Tal prestígio não explica apenas aquelas duas horas de espera que temos de tolerar antes de cada consulta médica. Hoje, os saberes médicos opinam e normatizam cada momento de nossas vidas, por mais banais que tais momentos possam parecer, digerindo-os a partir de uma lógica que divide a vida entre o que seria normal e aquilo tido como doença.

Segundo tais saberes, há uma forma correta de nascer, uma maneira adequada de morrer, uma idade certa para ter filhos, uma forma adequada de educá-los, um jeito saudável de se alimentar, de dormir, de acordar, de se exercitar, de fazer sexo, de se banhar, de sofrer; enfim, há um conjunto de prescrições, fora das quais estaríamos condenados a uma vida de doenças físicas, mazelas psíquicas e males sociais.

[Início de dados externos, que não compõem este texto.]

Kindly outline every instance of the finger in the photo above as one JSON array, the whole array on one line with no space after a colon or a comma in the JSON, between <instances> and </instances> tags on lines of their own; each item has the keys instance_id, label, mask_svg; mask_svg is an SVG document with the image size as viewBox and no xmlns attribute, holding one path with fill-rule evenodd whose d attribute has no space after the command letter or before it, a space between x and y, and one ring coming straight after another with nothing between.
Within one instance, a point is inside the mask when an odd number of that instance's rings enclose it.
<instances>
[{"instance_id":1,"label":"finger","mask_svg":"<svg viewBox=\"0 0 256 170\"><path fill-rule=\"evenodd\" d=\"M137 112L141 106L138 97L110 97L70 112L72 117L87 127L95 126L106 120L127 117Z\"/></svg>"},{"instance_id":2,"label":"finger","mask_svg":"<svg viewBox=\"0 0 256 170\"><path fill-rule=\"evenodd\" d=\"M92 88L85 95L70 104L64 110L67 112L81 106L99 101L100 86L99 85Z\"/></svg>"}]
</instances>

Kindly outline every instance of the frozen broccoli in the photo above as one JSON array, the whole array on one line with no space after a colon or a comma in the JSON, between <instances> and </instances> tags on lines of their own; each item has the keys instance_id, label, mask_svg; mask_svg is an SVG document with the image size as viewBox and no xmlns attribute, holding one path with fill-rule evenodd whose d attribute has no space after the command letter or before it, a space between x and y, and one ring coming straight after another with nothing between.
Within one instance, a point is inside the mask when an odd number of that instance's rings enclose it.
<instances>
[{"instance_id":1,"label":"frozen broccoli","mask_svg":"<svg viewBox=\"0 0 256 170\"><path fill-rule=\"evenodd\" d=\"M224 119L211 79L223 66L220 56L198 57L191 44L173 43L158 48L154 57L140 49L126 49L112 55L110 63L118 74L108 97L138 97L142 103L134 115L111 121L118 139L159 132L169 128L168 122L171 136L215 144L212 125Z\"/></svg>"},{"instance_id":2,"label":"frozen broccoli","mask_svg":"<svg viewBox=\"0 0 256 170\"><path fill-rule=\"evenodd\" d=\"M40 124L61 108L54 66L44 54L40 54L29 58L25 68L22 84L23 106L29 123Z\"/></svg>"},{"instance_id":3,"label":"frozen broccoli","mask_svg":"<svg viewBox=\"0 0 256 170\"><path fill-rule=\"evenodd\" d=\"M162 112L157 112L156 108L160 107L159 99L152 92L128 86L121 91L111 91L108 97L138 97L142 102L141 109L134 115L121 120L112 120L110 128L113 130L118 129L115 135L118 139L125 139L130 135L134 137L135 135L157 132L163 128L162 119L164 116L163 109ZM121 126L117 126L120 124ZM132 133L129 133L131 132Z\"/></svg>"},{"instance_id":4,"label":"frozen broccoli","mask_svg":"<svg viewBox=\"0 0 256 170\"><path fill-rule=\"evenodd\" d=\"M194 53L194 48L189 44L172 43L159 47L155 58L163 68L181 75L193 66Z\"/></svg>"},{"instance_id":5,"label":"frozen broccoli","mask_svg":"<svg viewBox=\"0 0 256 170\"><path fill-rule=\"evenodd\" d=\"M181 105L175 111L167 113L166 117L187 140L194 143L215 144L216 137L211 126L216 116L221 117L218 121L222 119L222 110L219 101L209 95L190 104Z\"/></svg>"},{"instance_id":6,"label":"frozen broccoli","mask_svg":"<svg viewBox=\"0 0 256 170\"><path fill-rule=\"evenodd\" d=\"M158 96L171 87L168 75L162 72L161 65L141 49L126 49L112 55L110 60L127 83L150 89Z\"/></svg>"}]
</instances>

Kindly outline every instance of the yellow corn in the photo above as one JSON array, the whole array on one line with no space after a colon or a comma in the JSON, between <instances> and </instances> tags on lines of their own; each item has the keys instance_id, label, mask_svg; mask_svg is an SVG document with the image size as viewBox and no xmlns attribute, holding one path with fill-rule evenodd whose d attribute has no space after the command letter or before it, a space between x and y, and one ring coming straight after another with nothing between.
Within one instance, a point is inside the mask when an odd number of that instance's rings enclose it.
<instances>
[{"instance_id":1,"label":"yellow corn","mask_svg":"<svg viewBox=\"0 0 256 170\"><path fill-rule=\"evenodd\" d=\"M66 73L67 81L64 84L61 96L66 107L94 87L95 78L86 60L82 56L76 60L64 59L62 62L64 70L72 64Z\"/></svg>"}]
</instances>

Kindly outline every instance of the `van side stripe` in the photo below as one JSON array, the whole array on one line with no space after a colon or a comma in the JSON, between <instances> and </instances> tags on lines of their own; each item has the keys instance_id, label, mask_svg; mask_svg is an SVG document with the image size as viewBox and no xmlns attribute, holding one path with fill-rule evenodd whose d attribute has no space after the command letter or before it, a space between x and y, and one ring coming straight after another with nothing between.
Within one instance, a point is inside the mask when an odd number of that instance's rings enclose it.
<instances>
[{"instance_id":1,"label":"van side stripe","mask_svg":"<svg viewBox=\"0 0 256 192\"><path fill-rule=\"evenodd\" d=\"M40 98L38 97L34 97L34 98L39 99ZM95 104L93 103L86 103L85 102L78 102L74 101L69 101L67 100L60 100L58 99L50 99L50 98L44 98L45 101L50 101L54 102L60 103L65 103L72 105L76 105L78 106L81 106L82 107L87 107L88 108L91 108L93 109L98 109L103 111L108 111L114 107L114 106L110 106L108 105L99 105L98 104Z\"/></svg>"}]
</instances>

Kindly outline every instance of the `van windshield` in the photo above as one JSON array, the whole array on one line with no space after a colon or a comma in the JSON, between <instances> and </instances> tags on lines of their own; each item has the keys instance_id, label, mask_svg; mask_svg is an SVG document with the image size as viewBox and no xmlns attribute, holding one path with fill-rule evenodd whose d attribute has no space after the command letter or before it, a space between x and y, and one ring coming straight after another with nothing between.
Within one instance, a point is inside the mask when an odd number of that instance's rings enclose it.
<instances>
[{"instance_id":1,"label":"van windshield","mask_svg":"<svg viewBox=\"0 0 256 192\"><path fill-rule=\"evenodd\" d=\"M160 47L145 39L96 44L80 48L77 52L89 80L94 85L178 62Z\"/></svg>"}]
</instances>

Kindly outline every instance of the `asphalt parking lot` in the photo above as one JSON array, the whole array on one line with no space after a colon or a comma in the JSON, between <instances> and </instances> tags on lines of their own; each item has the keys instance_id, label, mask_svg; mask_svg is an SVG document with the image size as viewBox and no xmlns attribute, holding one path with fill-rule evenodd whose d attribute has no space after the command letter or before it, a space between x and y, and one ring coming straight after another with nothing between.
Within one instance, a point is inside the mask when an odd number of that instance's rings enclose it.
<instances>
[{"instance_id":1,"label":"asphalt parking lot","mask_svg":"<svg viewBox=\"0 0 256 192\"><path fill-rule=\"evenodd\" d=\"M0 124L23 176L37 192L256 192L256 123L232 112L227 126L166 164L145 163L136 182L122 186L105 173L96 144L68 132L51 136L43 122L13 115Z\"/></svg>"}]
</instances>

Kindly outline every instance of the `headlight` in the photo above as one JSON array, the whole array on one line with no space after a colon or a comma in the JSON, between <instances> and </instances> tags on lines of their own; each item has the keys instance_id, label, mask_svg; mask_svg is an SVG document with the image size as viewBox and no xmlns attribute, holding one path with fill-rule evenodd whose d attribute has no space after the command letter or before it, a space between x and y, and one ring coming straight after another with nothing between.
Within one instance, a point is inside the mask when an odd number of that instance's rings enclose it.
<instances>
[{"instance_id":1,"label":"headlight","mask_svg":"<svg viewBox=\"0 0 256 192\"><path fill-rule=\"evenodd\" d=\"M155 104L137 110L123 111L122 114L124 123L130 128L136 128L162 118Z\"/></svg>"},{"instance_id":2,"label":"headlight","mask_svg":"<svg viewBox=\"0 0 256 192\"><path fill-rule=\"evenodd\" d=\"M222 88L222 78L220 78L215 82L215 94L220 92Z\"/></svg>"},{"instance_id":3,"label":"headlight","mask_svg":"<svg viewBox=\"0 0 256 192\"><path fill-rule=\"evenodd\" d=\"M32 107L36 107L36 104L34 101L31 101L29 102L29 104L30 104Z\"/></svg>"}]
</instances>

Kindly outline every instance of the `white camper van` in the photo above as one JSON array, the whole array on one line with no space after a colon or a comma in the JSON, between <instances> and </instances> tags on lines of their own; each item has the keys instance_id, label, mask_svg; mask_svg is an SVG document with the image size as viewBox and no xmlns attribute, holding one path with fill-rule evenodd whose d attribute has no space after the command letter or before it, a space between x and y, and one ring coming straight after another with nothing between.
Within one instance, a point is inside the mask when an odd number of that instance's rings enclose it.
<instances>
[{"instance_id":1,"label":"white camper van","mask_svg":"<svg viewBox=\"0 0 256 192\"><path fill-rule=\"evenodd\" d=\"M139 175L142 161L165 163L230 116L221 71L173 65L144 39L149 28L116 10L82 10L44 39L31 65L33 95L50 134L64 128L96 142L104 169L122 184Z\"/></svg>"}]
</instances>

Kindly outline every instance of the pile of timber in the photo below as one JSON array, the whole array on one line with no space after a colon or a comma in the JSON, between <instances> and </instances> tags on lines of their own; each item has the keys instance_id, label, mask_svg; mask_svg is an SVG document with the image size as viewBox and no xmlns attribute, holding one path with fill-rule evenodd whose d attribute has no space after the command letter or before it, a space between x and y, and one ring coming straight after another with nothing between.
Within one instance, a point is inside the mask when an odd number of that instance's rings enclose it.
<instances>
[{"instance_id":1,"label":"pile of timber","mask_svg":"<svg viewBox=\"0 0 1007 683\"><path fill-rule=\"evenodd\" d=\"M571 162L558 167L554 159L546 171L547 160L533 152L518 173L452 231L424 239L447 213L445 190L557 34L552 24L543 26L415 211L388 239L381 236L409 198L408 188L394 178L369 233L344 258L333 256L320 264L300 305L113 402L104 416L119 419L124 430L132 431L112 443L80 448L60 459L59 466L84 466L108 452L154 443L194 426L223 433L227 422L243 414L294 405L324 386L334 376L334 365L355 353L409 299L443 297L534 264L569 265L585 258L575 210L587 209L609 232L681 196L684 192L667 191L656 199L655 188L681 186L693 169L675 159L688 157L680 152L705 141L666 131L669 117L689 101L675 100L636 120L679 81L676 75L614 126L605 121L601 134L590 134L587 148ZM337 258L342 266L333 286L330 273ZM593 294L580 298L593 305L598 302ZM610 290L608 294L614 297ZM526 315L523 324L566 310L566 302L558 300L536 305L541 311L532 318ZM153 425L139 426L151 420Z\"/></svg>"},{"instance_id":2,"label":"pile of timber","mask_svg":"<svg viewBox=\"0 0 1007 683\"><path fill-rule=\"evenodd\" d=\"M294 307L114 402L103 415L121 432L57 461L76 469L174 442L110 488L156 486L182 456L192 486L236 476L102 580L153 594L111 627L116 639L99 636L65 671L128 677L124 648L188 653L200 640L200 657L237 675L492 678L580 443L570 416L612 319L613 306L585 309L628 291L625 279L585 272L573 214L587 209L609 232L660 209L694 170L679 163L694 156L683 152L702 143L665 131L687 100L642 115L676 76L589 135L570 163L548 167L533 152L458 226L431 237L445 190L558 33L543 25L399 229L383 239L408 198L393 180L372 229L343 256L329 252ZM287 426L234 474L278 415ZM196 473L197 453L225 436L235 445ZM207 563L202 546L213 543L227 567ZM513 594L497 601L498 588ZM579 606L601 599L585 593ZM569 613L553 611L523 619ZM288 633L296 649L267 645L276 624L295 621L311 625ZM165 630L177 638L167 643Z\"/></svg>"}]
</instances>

Negar os aspectos biológicos do homem, mesmo quando visto a partir de sua dimensão social, seria tão temerário e reducionista quanto negar os aspectos sociais do homem, ainda que tomado em sua dimensão biológica. A questão não se rende a uma análise dualista, mas multilógica e não excludente. Contudo, é importante que se faça notar que o processo de medicalização, intenso como ele tem se configurado nos últimos anos, nos traz em relação ao homem – um objeto complexo, por definição -a falsa impressão de simplicidade. É exatamente isso o que ocorre quando se tenta explicar a ação de Wellington Menezes, na escola de Realengo.

Explicar o que ocorreu naquela triste manhã de 7 de abril a partir de um diagnóstico médico ou psicológico – seja de esquizofrenia, de psicopatia, bullying ou algo que os valha – é ficarmos cegos para diversos outros aspectos de cunho social, econômico, cultural e etc. que, no geral, não são jamais abordados pelos profissionais da saúde que, chamados a expressar suas opiniões sobre fatos de teor semelhante, o fazem aos quatros ventos e nos mais variados meios de comunicação.

Desse fato, duas hipóteses podem ser formuladas. A primeira é a de que estamos diante de uma epidemia de profissionais acríticos, chinfrins e formados na lógica cega do superespecialista (aquele que sabe quase tudo a respeito de quase nada); a segunda hipótese seria a de que à mídia só interessa aquelas explicações mais fáceis, superficiais e que acenam – para alívio de todos e felicidade geral – com a solução rápida e eficaz de um tratamento médico ou psicológico adequados. Afinal, estão aí os profissionais a oferecerem seus serviços e a indústria farmacêutica a oferecer seus remédios. É provável que as duas hipóteses sejam válidas.

Explicar o que ocorreu em Realengo a partir da lógica da doença é desconsiderar o fato de que Wellington vivia em um estado violento, de um país violento; é não levar em conta que ele morava nas cercanias da Baixada Fluminense, uma das regiões do mundo de maior índice de homicídios; é esquecer que a Baixada Fluminense abriga hospitais cujos cirurgiões são mundialmente reconhecidos por sua experiência no tratamento de traumas por armas de fogo; é estar cego para a falha dos órgãos públicos que, por inércia e ineficiência, permitiram que, com facilidade, Wellington comprasse as armas usadas na ocasião; é desconsiderar a possibilidade de que aquele rapaz, caso tenha realmente surtado e caso vivesse em outra realidade, ao invés de balas, viesse a atirar flores.

Explicar ato tão dramático a partir pura e simplesmente de um diagnóstico é reduzir perigosamente o ser humano a um aglomerado de células ou a um conjunto de esquemas psicológicos e comportamentais. Diagnosticar Wellington é, enfim, esquecer-se de Wellington.